Le personnel de sécurité se tient près du site à la suite d’une explosion près du Fort Rouge historique à New Delhi, en Inde, le 11 novembre 2025. Au moins huit personnes ont été tuées et plusieurs autres blessées dans l’explosion, qui s’est produite dans l’un des quartiers les plus peuplés de la ville. (Amarjeet Kumar Singh – Agence Anadolu)

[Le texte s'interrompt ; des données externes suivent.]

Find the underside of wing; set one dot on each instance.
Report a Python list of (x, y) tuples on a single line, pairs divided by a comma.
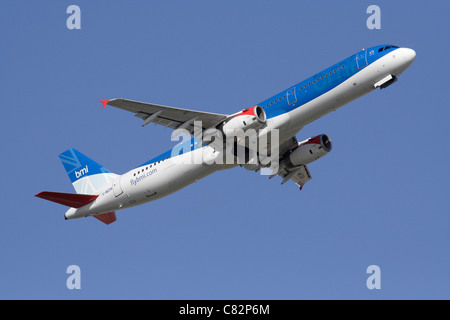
[(175, 118)]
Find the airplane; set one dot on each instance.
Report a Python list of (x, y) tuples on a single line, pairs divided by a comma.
[(99, 192)]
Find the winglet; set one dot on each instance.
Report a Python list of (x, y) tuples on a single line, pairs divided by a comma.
[(105, 102)]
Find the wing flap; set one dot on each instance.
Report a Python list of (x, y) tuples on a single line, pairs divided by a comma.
[(168, 116)]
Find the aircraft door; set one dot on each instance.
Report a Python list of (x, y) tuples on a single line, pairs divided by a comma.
[(116, 187), (361, 59), (291, 96)]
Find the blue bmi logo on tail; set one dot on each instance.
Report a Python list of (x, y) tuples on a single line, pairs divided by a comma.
[(86, 175)]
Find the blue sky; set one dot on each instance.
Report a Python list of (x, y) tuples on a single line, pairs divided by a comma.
[(379, 198)]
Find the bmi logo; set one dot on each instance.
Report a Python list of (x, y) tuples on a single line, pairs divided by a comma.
[(82, 172)]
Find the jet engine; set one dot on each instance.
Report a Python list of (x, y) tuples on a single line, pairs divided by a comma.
[(309, 150), (252, 118)]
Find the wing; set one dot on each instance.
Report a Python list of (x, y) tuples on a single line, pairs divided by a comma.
[(175, 118)]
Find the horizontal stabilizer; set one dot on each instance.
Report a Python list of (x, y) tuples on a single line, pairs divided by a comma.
[(107, 218), (67, 199)]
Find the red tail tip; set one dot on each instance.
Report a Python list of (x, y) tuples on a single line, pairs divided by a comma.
[(105, 102)]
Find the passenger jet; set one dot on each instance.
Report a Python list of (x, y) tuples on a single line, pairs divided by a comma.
[(99, 192)]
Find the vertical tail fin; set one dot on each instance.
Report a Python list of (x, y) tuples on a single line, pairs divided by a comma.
[(86, 175)]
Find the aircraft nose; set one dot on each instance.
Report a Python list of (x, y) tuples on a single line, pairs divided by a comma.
[(409, 55), (405, 58)]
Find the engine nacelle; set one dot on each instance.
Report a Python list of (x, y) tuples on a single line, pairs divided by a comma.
[(252, 118), (310, 150)]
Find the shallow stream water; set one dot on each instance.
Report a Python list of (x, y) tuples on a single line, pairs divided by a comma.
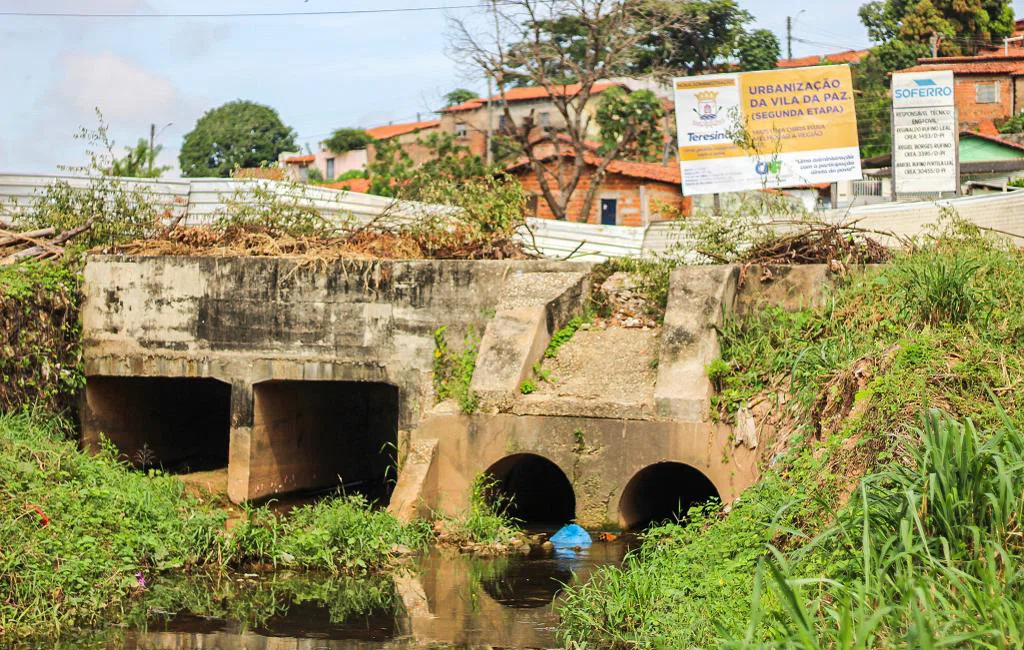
[(444, 600)]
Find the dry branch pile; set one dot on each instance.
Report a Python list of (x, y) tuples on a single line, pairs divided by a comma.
[(819, 244), (16, 246), (363, 243)]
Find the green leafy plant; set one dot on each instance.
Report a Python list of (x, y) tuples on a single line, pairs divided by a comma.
[(454, 371)]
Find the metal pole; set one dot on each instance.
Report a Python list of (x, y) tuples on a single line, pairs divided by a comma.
[(148, 155), (788, 37)]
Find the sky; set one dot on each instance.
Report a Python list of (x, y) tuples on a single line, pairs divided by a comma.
[(320, 72)]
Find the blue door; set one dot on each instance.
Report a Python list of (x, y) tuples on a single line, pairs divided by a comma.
[(609, 211)]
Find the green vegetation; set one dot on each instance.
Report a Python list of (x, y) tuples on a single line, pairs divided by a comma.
[(560, 338), (485, 521), (236, 134), (40, 345), (926, 547), (454, 370), (347, 139), (81, 535)]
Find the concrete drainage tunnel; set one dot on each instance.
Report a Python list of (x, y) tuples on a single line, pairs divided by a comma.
[(306, 435)]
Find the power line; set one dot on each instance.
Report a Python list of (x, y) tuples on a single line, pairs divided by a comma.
[(75, 14)]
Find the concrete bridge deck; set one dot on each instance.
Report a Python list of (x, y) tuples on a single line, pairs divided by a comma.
[(297, 376)]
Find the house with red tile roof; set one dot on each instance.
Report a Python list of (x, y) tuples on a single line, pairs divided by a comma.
[(848, 56), (631, 193), (988, 88), (468, 121)]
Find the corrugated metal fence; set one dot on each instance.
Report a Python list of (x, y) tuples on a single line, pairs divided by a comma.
[(198, 201)]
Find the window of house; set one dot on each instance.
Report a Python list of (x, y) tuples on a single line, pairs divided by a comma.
[(987, 92)]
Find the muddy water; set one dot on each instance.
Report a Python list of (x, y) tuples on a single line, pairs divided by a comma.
[(446, 600)]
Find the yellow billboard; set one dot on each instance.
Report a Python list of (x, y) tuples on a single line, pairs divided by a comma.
[(777, 128)]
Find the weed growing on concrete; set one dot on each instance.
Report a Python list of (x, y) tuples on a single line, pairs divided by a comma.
[(40, 337), (454, 371), (560, 338), (856, 375), (485, 521)]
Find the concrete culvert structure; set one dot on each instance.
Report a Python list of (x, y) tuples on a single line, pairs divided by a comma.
[(315, 434), (178, 424), (535, 489), (663, 491)]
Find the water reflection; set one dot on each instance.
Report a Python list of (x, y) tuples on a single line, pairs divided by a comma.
[(444, 601)]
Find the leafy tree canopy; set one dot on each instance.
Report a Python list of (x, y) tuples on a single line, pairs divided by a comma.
[(236, 134), (459, 95), (963, 25), (759, 50), (138, 162), (639, 113), (347, 139)]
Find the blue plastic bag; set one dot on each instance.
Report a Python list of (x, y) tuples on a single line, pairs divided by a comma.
[(570, 536)]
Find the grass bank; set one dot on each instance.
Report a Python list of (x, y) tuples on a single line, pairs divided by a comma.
[(82, 536), (879, 522)]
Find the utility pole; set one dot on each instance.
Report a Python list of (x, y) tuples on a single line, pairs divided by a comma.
[(788, 37), (148, 154)]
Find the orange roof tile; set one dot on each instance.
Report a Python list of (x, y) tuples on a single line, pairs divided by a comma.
[(392, 130), (527, 93), (360, 185), (649, 171), (848, 56)]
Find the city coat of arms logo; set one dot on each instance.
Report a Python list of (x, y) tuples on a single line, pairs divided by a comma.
[(707, 109)]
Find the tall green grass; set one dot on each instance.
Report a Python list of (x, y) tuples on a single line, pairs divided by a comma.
[(83, 536), (926, 555), (938, 329)]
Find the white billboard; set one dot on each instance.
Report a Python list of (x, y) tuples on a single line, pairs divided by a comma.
[(775, 128), (925, 132)]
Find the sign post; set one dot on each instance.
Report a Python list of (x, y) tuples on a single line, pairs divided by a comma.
[(926, 141), (776, 128)]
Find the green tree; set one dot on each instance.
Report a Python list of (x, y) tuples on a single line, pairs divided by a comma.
[(638, 113), (458, 96), (700, 36), (138, 162), (347, 139), (758, 50), (236, 134), (964, 26)]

La police de l’État indien de l’Haryana a mené des descentes à grande échelle dans des mosquées, des madrasas ainsi que dans des maisons et des entreprises appartenant à des musulmans à la suite d’une explosion de voiture à Delhi au début du mois.

L’opération menée dans le district de Nuh, à majorité musulmane, a suscité la peur et la colère parmi les habitants, qui affirment que toute une communauté est traitée comme des suspects sans preuves.

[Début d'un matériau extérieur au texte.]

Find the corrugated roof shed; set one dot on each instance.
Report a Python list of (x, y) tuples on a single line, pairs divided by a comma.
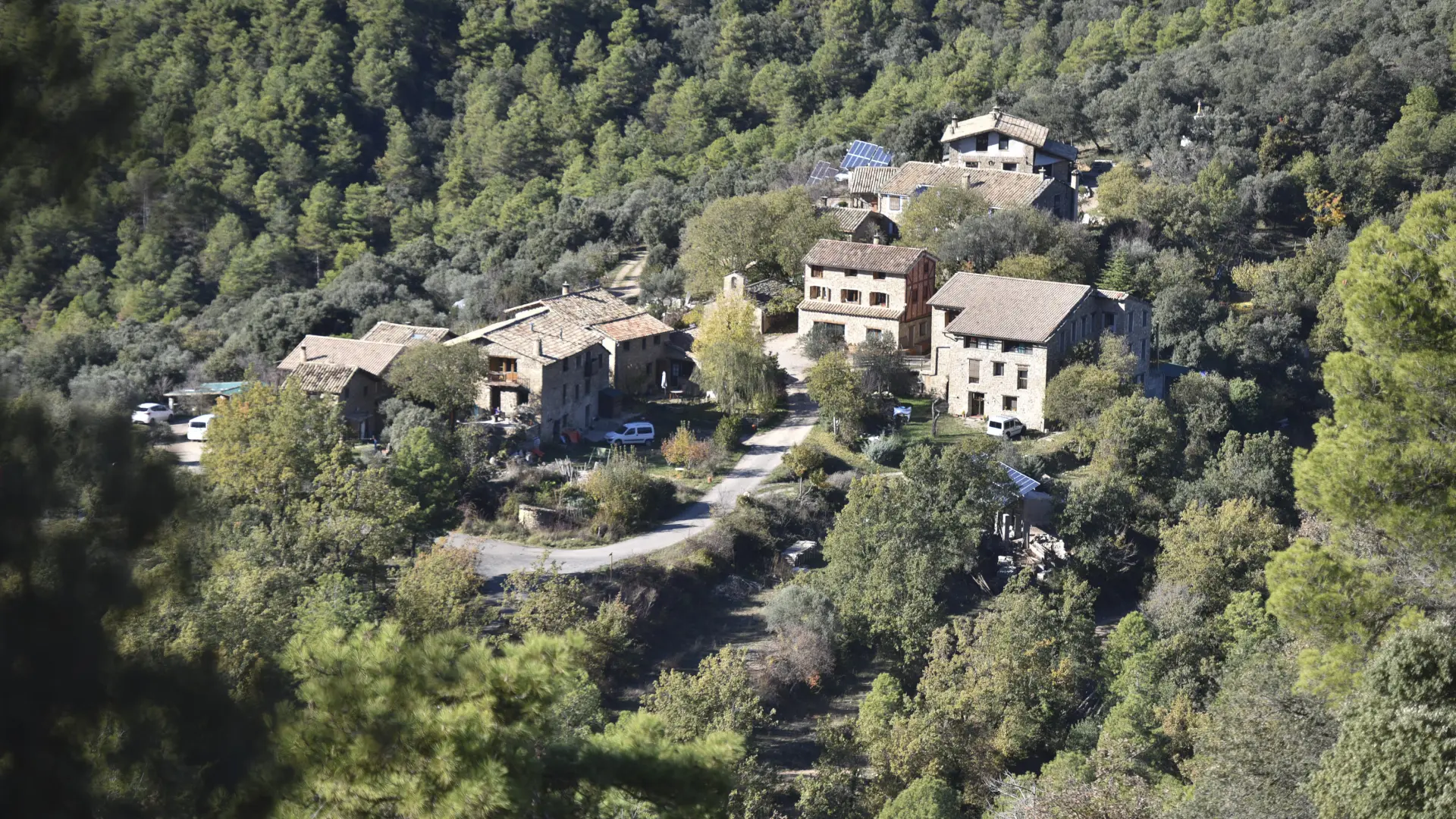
[(1014, 309), (369, 356), (913, 177), (858, 256), (406, 334)]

Les raids ont commencé après que le commissaire de police de Nuh, Rajesh Kumar, a ordonné à tous les chefs de poste de procéder à des vérifications des institutions religieuses, des centres éducatifs, des usines et des propriétés louées. Les responsables affirment que l’objectif est de prévenir toute « activité terroriste ou antisociale » dans la région.

Les résidents ont déclaré à Clarion India que l’attention soudaine et généralisée portée aux espaces musulmans avait créé un profond malaise. Nuh, située au sud de Delhi, fait depuis longtemps état d’une surveillance intensive et d’un maintien de l’ordre strict lors d’incidents sensibles ou communautaires.

La police défend son action par mesure de précaution

Selon SP Kumar, les agents ont été invités à recueillir des informations auprès des écoles, des collèges, des madrasas, des entreprises privées et des lieux de travail, y compris des détails sur les personnes récemment arrivées dans le district. Il a déclaré que les données seraient partagées avec les agences d’enquête.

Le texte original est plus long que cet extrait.